Opinions - 16.09.2019

Ahmed Friaa : La Tunisie face à une situation où prime l'aventurisme et plane le risque d'une société encore plus divisée

Ahmed Friaa : La Tunisie face à une situation où prime l'aventurisme et plane le risque d'une société encore plus divisée
Commentant les résultats préliminaires du premier tour de l’élection présidentielle en Tunisie, l’universitaire et ancien ministre Ahmed Friaa, s’interroge «comment se dessaisir de cette maladie que constitue "l'égo hypertrophié" ?». Déplorant l’absence de sagesse, ce qui a conduit à la dispersion des voix et au désarroi des Tunisiens, il craint l’approfondissement des lignes de fractures au sein de la société tunisienne. Opinion.
 
Aujourd'hui, comme de nombreux tunisiens, je suis triste pour mon pays.
J'ai peur en effet qu'il rate de nouveau une bonne occasion pour sortir de cette situation quelque peu paradoxale, qui fait que les principales revendications de la population sont à connotation socio-économique alors que les raisons qui freinent la réponse à ces revendications légitimes sont essentiellement d'ordre politique et culturel. A mon humble avis, notre pays aura du mal à s'en sortir dans le cadre du système politique actuel, qui se trouve être chargé d'erreurs logiques et de contradictions. Il ne pourra non plus s'en sortir sans une véritable politique culturelle à même de changer les mentalités et faire en sorte que priment l'intérêt général, le goût d'entreprendre, l'esprit d'initiative et l'aspiration vers l'excellence.
Je ne connais pas personnellement les deux candidats qui, selon les résultats provisoires, semblent appelés à s'affronter au deuxième tour et je ne peux que les féliciter pour la confiance placée en eux par les électeurs qui les ont choisis.
En revanche, je voudrais rappeler qu'avec d'autres patriotes, je me suis attelé, tout au long de ces dernières années, à convaincre les principaux responsables des partis centristes de la nécessité de s'unir autour d'une plateforme politique qui pourrait constituer un dénominateur commun, de nature à permettre la relève des nombreux et redoutables défis auxquels se trouve confronté notre pays.
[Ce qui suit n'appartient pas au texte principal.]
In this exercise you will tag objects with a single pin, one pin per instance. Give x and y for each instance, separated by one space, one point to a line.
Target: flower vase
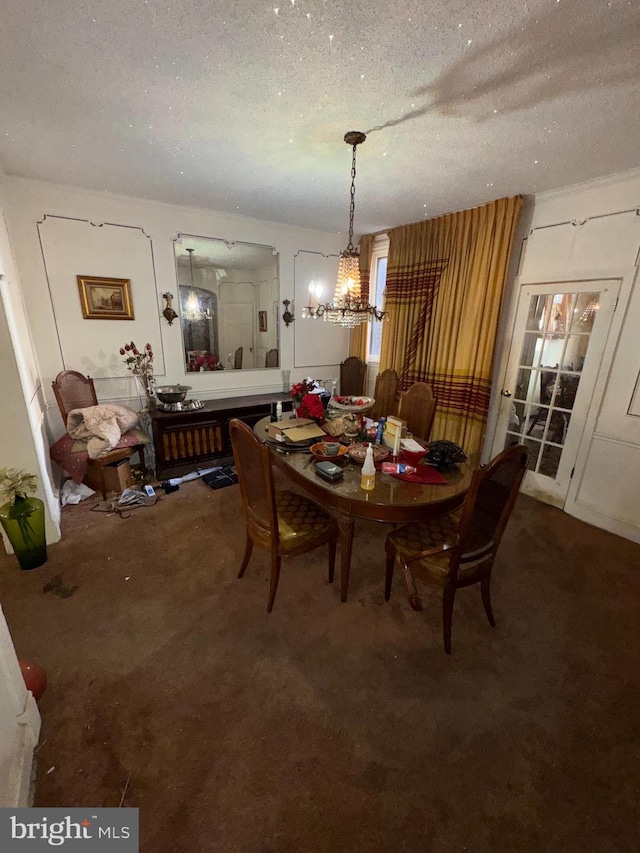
23 522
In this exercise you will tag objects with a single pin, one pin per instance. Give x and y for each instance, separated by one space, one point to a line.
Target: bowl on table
172 393
358 452
351 403
328 451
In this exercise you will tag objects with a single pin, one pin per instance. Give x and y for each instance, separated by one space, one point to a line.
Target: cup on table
331 448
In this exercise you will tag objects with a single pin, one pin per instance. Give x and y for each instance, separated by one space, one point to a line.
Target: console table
184 441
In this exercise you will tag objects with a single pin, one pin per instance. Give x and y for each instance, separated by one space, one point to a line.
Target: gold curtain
358 338
445 282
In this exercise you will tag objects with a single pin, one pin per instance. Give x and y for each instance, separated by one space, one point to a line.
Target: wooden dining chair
283 523
385 394
417 406
452 552
353 372
271 358
72 390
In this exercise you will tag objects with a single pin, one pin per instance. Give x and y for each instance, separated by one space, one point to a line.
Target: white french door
558 342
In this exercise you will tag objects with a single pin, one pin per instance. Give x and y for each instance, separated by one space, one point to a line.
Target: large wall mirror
228 303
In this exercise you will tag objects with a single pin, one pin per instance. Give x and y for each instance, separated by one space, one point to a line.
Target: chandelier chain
352 204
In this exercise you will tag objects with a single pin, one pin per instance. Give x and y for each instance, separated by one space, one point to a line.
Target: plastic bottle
368 476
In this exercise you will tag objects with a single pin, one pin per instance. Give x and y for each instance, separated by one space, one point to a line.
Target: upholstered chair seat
282 522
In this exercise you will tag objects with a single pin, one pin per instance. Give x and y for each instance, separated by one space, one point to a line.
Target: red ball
35 678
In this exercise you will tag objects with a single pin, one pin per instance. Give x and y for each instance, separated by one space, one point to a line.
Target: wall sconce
288 315
169 314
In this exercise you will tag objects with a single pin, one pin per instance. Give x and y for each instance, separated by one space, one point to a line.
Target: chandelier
348 308
193 309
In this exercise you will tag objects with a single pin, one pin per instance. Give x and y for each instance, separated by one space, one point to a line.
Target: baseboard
604 522
18 790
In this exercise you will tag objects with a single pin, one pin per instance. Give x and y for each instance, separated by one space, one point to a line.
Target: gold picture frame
105 298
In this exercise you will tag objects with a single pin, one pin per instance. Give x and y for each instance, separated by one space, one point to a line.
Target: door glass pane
534 448
552 350
567 390
531 349
549 460
536 312
553 353
558 426
575 352
584 312
537 421
517 418
525 384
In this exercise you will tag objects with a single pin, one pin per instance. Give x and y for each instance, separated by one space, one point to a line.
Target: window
376 297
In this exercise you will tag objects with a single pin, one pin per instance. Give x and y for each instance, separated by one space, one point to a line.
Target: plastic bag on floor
73 493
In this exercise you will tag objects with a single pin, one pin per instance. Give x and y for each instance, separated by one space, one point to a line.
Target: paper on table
411 445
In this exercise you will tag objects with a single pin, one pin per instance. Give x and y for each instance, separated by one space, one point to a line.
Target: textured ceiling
241 105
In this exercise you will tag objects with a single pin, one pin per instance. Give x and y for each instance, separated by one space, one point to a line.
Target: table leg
345 523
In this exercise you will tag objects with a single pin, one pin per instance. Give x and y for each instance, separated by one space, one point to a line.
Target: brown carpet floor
329 726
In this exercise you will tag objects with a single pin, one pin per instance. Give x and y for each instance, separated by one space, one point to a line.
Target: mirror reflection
228 303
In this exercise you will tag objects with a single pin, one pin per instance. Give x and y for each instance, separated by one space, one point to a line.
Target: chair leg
275 577
388 575
248 549
103 484
414 598
485 588
448 597
332 559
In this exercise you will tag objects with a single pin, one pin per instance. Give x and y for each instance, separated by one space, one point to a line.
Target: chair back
271 358
489 502
417 406
385 394
353 372
255 477
73 391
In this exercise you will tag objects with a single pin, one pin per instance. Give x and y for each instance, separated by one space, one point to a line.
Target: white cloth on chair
101 426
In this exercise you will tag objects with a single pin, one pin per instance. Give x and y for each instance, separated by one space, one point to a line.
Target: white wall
581 232
60 232
19 727
24 440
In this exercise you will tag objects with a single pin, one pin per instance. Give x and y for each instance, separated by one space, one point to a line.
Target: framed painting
105 298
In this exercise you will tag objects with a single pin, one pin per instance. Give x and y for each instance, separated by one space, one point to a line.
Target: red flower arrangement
301 389
140 363
209 362
311 407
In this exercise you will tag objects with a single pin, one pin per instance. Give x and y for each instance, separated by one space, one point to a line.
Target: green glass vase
23 522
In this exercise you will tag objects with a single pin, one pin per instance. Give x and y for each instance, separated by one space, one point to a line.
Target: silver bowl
172 393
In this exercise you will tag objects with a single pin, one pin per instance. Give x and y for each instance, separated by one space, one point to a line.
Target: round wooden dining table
393 500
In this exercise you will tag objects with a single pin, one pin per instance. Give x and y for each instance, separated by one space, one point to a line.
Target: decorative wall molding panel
72 247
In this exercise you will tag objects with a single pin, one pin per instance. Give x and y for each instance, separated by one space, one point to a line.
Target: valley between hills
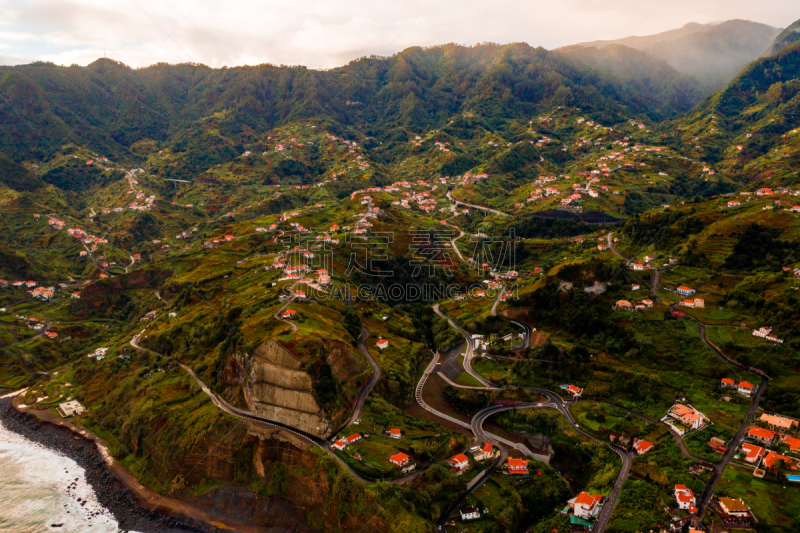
490 288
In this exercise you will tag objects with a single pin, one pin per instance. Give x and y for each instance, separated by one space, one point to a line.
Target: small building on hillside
459 463
587 506
517 466
399 459
685 498
642 446
746 389
763 435
71 408
469 513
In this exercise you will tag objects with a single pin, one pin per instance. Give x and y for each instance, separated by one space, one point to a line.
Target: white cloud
324 34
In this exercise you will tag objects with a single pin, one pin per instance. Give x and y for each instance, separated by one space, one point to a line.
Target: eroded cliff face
277 389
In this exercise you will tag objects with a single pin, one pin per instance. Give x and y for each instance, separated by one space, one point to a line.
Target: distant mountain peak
711 53
786 38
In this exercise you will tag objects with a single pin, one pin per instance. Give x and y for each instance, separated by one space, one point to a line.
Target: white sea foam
40 489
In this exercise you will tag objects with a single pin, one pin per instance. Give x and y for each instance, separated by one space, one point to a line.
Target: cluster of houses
745 388
733 511
765 332
99 354
583 509
625 305
18 284
43 293
764 441
684 418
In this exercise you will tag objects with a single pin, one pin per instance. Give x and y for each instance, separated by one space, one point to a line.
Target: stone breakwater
109 491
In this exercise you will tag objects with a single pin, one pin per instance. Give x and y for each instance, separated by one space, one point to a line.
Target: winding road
376 376
470 348
488 209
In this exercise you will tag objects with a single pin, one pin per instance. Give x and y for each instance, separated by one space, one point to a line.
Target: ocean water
41 490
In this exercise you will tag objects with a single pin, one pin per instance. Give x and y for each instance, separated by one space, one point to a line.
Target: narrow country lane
488 209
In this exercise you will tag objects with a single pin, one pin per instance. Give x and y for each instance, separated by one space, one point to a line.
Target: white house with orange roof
572 390
685 498
399 459
459 463
481 453
746 389
587 506
780 424
517 466
762 435
752 452
686 415
641 446
685 291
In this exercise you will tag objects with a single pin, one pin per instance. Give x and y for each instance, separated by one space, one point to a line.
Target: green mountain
650 83
712 53
304 246
787 37
110 107
748 128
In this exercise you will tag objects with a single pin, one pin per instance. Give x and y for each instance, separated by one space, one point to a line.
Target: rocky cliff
277 389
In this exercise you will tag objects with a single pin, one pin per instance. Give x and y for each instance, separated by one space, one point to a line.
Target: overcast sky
330 33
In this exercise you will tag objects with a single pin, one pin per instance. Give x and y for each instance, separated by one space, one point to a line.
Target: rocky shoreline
121 502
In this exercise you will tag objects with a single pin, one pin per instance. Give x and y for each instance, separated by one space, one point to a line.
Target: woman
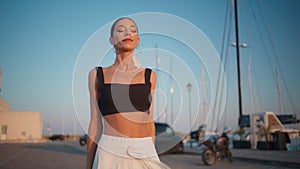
121 98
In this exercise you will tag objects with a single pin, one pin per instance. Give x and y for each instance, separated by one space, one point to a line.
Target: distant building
19 126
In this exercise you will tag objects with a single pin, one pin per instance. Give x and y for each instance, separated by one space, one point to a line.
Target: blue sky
41 42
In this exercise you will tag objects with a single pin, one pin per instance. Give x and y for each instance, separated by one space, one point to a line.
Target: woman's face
125 35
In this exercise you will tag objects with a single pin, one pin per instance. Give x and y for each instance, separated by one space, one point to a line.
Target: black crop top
116 98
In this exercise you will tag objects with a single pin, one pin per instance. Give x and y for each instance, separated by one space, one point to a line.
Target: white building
19 126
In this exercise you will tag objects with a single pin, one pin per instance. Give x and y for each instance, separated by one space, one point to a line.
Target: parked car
57 137
166 140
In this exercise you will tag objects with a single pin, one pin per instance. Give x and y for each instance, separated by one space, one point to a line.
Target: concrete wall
21 125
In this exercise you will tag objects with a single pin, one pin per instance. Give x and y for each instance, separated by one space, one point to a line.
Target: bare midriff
129 124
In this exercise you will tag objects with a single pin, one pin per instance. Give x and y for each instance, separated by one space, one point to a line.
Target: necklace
121 70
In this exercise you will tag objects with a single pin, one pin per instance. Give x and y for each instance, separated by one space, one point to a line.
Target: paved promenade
283 158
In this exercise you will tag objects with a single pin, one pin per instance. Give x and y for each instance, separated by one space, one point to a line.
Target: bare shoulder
93 72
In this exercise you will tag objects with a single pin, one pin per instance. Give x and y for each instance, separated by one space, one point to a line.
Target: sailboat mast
238 60
278 89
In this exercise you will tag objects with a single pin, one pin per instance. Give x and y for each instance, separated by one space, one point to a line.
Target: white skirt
128 153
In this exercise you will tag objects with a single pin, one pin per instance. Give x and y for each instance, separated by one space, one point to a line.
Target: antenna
0 80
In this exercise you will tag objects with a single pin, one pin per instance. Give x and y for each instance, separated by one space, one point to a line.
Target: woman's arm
150 120
96 126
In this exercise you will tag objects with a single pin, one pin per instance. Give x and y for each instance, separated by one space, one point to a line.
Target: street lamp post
189 87
171 113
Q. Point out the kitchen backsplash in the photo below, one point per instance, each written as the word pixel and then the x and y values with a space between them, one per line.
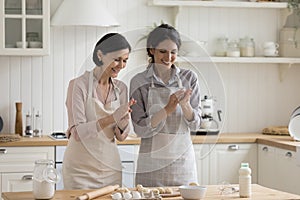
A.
pixel 255 96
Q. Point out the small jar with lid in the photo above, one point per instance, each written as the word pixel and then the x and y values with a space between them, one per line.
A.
pixel 233 49
pixel 32 36
pixel 44 178
pixel 247 47
pixel 221 46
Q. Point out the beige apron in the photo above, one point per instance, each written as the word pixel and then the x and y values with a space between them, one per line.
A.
pixel 171 160
pixel 93 162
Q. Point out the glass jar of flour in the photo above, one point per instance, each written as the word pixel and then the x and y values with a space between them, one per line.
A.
pixel 44 178
pixel 247 47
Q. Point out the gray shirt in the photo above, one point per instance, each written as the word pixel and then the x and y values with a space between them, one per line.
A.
pixel 139 87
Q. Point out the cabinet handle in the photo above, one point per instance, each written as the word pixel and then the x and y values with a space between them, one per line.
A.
pixel 233 147
pixel 288 154
pixel 3 151
pixel 265 149
pixel 27 177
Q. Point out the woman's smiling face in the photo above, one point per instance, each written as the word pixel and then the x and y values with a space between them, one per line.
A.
pixel 165 53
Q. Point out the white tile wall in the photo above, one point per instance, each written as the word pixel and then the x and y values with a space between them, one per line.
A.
pixel 255 96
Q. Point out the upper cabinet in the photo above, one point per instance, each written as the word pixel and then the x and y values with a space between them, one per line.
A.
pixel 283 13
pixel 25 27
pixel 221 4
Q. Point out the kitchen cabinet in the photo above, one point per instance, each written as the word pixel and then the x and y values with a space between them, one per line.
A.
pixel 25 27
pixel 226 159
pixel 202 153
pixel 284 63
pixel 17 164
pixel 278 169
pixel 128 158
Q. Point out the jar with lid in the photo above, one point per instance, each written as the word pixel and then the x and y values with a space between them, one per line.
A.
pixel 247 47
pixel 37 132
pixel 32 36
pixel 44 178
pixel 28 127
pixel 233 49
pixel 221 46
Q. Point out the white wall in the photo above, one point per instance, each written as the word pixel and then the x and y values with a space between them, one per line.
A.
pixel 255 96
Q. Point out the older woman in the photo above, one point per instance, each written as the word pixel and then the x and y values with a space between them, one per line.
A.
pixel 98 112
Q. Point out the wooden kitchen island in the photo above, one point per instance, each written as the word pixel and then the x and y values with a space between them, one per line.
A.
pixel 213 193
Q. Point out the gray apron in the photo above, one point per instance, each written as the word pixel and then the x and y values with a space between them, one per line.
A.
pixel 171 159
pixel 93 162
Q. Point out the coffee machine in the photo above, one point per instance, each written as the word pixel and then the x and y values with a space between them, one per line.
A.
pixel 209 124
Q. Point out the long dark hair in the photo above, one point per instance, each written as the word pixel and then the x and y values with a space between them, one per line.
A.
pixel 109 43
pixel 159 34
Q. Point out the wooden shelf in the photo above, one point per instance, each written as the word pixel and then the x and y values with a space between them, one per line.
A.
pixel 250 60
pixel 219 4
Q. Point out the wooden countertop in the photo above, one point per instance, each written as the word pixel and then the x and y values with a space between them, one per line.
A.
pixel 212 193
pixel 285 142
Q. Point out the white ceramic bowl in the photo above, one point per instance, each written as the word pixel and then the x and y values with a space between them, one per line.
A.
pixel 35 44
pixel 192 192
pixel 19 44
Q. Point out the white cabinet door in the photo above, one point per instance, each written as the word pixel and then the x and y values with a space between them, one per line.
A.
pixel 16 182
pixel 267 166
pixel 226 159
pixel 21 159
pixel 17 164
pixel 128 174
pixel 288 172
pixel 202 160
pixel 24 27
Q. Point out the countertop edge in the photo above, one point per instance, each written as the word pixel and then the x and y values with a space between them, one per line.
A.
pixel 284 142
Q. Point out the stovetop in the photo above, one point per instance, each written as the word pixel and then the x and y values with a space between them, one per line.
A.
pixel 58 136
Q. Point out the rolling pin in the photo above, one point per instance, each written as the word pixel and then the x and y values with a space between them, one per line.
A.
pixel 98 193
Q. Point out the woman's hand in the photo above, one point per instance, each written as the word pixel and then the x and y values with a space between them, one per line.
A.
pixel 185 97
pixel 172 104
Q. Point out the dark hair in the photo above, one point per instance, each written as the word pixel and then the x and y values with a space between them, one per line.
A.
pixel 109 43
pixel 161 33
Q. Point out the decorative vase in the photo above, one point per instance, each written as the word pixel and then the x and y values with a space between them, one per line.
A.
pixel 19 121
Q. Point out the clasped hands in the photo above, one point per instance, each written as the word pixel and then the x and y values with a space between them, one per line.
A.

Ce qui aurait conduit naturellement au choix d'un candidat unique représentant l'ensemble des sensibilités au sein de cette grande famille qui représente une bonne majorité au sein du corps électoral, à condition que chacun fasse l'effort de se dessaisir de cette maladie que constitue "l'égo hypertrophié" 
Malheureusement, cette voix de la sagesse n'a pas été entendue. Ce qui a conduit à une dispersion des voix, au désarroi de nombreux citoyens, faisant perdre au pays une bonne occasion pour éviter de se trouver face à une situation où priment l'aventurisme et plane le risque d'une société encore plus divisée, regardant davantage vers le passé, au moment où le monde alentour , dominé par le savoir, avance à toute vitesse.
Plus que jamais me paraît aujourd'hui pertinente la célèbre citation du mathématicien et révolutionnaire français, Condorcet, qui disait :
"Un peuple qui n'est pas éclairé par des philosophes est trompé par des charlatans !" 
Et que Dieu préserve notre chère Tunisie.